Why so harsh? Surely accidents happen?

Avatar
mdavidford | 3 hours ago
3 likes

Quote:

[defence counsellor [B|N]olan] added that she was “highly educated and travelled”.

Which was relevant how?

Avatar
Rendel Harris replied to mdavidford | 1 hour ago
2 likes

mdavidford wrote:

Which was relevant how?

Well, she'll have some nice memories to look back on while she does her time and can maybe help other prisoners with education classes.

Avatar
chrisonabike | 3 hours ago
4 likes

Been said elsewhere and maybe it's just "semantics"

... BUT how is purchasing a bottle of vodka, pouring it into a 7Up bottle, and then driving (while already being on some other meds) "careless"?

The legal guidance says:

police wrote:

The offence of dangerous driving is when driving falls far below the minimum standard expected of a competent and careful driver, and includes behaviour that could potentially endanger yourself or other drivers

Examples of dangerous driving are: [...] driving under the influence of drink or drugs, including prescription drugs

Although it goes on:

police wrote:

Driving whilst under the influence of alcohol or drugs (legal and illegal) is a specific offence, but can also be considered as dangerous or careless driving.

... the mention of careless in my view rather dilutes it.

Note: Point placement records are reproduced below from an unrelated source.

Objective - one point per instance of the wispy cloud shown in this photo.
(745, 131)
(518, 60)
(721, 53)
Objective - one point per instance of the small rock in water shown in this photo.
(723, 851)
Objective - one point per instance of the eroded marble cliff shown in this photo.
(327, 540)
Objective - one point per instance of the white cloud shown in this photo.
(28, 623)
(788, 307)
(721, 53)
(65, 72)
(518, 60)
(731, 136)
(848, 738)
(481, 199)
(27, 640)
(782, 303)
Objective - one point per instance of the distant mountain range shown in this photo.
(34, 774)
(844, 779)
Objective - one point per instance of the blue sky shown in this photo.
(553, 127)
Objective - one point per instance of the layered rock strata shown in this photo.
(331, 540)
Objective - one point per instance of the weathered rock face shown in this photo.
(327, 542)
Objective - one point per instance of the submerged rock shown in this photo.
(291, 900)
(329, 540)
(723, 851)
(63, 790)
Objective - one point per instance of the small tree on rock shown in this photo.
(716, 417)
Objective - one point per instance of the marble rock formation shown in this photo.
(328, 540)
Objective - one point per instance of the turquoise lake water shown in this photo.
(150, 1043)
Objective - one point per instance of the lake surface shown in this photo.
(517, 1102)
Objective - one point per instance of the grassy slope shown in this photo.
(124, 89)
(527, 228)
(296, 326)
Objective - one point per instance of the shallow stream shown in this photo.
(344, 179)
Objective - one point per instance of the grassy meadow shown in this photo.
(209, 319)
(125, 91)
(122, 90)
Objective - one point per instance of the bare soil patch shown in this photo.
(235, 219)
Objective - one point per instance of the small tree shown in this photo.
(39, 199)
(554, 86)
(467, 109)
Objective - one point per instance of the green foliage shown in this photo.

But I still don't see how you can a) choose to intoxicate yourself and drive and b) then actually drive into someone - and that then be held only careless driving?

Is it that the law effectively enacts a ladder of offense - then having set the top (I deliberately chose to drive into a selected victim, yelling "die!") everything else therefore gets discounted in some way ("they passed out drunk and hit someone - that must be a lesser offense than being pissed but conscious and driving into someone...")?

Avatar
mdavidford | 3 hours ago
2 likes

Maths pedantry corner:

Quote:

while six times over drink drive limit

...

over six times the legal limit

These are not the same thing. (Slightly more than) six times the limit == (slightly more than) five times over the limit.

Avatar
mitsky | 3 hours ago
4 likes

I had no response from the Met police when reporting this driver who appeared to be drinking whilst behind the wheel.